Mr. Speaker, I am pleased to have the opportunity to follow up on a question that I asked in the House some time ago. The question came about on the day that the food banks of Canada released their hunger count for 2010 showing that food bank usage in Canada was up 9%, which meant that over two years food bank usage was up by 28% overall. We are closing in on a million Canadians who use the food bank on a regular basis.
When I asked the question, I used a comparison because governments make choices. The comparison I used was that the government had very little interest or motivation to help those most in need. For example, it spent $8,704 on a power cord for the G8 summit, as part of the billion dollar boondoggle for the meeting that happened in June of last year. Those are the kind of choices that offend and insult Canadians.
Poverty has been increasing. This was evidenced not only by the hunger count that came out last November, and which comes out ever year, but also by a report from the Citizens for Public Justice and their partners, World Vision, which showed that in the last two years poverty in Canada has been on a steady increase. In fact, poverty has gone up from around 9.5% to 12% and child poverty has gone up from 9.7% to 12%. These are startling figures. This means that many Canadians, our neighbours, people that we see, are not making it and they are not enjoying the wealth that is Canada. The tragedy is that they received no benefit from the stimulus package.
It is a double whammy for the poorest people, for those who are in poverty and for those who are near poverty because not only did they get no benefit from the stimulus, but we can be sure as shootin' guaranteed that they will be the ones who will be victimized by the cuts to pay for the Conservative mismanagement of the economy.
I will give another comparison and a particularly startling one. Yesterday we had a report about some 80 members of the government caucus doing a blitz on Canada's economic action plan. This was a $6.5 million media campaign, paid for by the taxpayer, to promote the action plan on radio and TV. This was $6.5 million in a very short period of time to promote an action plan that was totally out of action but it could not find $7 million to fund KAIROS over five years. These are the kinds of things that offend Canadians from coast to coast to coast.

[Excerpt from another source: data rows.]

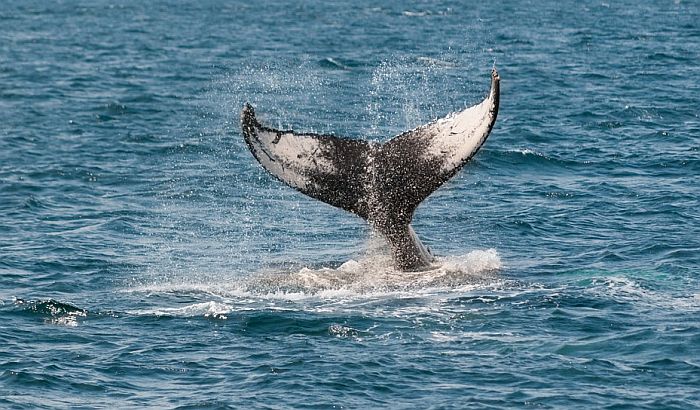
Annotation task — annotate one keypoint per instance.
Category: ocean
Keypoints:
(148, 261)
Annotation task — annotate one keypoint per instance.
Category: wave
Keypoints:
(370, 277)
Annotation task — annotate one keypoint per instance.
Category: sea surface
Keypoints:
(148, 261)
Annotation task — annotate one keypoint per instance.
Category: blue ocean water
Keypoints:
(146, 260)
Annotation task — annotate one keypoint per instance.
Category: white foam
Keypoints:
(371, 276)
(211, 309)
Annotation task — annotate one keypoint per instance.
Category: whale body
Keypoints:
(382, 183)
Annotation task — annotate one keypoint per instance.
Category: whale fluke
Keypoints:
(381, 183)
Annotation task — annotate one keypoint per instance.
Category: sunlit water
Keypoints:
(146, 260)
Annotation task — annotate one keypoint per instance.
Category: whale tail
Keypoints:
(381, 183)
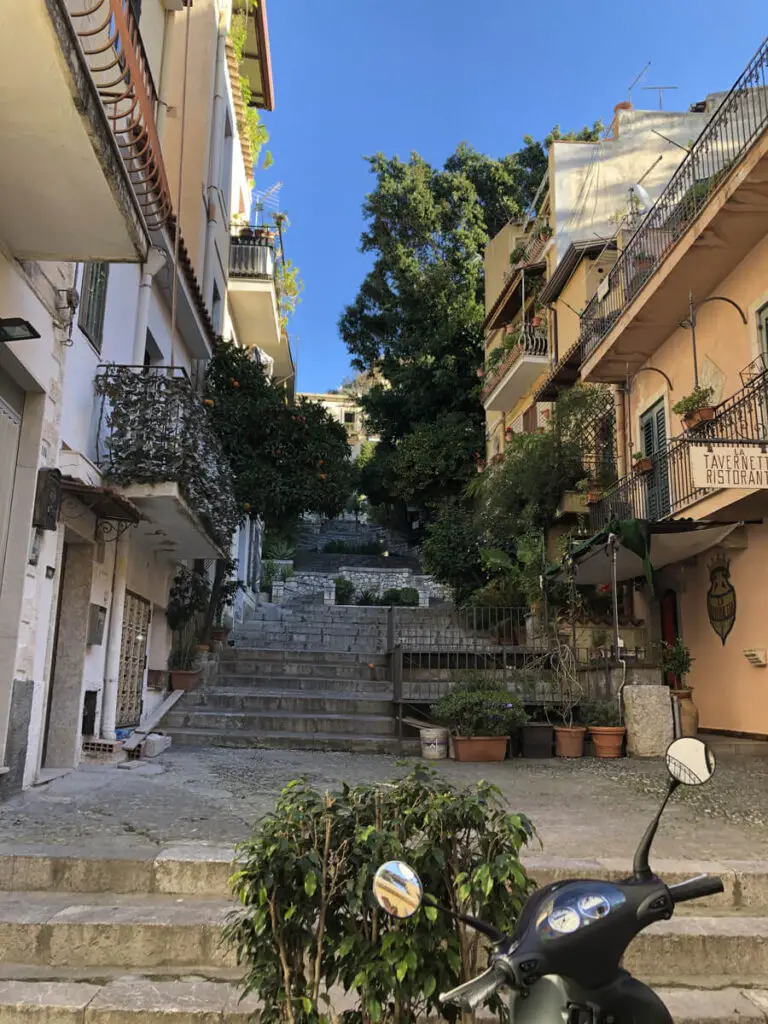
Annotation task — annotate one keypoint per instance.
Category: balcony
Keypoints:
(155, 441)
(253, 298)
(525, 358)
(710, 216)
(670, 487)
(82, 174)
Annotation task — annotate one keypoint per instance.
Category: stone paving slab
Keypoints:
(582, 810)
(131, 999)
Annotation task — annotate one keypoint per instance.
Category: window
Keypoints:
(93, 302)
(653, 441)
(763, 329)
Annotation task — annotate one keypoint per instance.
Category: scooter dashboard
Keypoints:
(574, 906)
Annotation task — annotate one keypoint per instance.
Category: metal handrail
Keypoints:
(734, 128)
(530, 341)
(669, 486)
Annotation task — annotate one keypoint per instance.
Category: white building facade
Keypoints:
(116, 287)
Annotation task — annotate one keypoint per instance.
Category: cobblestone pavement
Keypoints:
(582, 808)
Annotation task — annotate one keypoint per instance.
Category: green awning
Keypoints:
(642, 548)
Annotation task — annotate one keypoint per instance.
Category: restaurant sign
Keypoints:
(729, 466)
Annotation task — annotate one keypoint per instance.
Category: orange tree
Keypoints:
(287, 458)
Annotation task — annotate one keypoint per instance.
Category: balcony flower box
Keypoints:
(699, 416)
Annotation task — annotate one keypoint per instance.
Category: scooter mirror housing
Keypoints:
(397, 889)
(690, 762)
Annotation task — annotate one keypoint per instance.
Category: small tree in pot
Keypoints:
(603, 719)
(481, 722)
(188, 599)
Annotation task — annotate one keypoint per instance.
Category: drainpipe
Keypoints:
(114, 639)
(216, 150)
(155, 263)
(619, 398)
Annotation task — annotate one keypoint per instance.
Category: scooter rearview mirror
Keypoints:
(397, 889)
(690, 762)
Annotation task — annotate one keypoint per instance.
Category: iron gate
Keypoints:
(132, 659)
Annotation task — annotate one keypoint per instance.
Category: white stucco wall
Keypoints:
(591, 180)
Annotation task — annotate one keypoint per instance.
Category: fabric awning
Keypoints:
(642, 548)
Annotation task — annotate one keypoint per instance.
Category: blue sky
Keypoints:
(354, 77)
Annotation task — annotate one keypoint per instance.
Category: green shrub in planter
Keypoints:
(480, 713)
(603, 714)
(344, 590)
(308, 921)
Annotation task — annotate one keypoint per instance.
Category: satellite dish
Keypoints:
(643, 199)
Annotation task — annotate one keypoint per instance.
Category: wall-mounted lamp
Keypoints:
(15, 329)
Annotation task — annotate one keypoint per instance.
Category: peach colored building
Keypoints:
(685, 305)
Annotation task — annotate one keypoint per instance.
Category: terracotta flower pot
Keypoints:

KAIROS is made up of Canada's leading church organizations, supported by radicals like Catholics, Presbyterians, Lutherans, Mennonites and Evangelical Fellowship. It is ridiculous that the Conservatives make these choices and do nothing for those most in need but can at the same time spend money on those things that benefit them. That is not a good deal for Canadians and it does nothing for those who are the poorest. I would suggest that it is unconscionable and offensive.
My colleague who will answer this question is on the human resources committee. We have just completed a major study on poverty. We know the things we need to do to reduce poverty. We need to invest in early learning and child care in order to give every child an opportunity to learn. We need to invest in programs that will give people the opportunity to go on to post-secondary education.
However, whenever we raise these questions, the Minister of Human Resources and Skills Development insults Canadians by suggesting that any plan that calls for early learning and child care forces Canadians to have other people raise their children, ignoring the fact that some 70% of Canadians are two income families. She insults Canadians on the issue of employment insurance as well.
There is a growing movement in this country of people who are interested in fighting poverty. It includes everybody from faith groups to business organizations to labour organizations to provincial governments, six of which already have anti-poverty plans. What it does not include is the federal Government of Canada which has refused to have an anti-poverty plan and which told the United Nations, when it told Canada specifically that it should have an anti-poverty plan, no, that it was not its problem.
There are people who are falling behind, people who are way behind and people who need help. I think Canadians, by and large, want to help those who need assistance, and instead the government turns a blind eye. We need to have some assistance for those living in poverty and the government is standing by and doing nothing.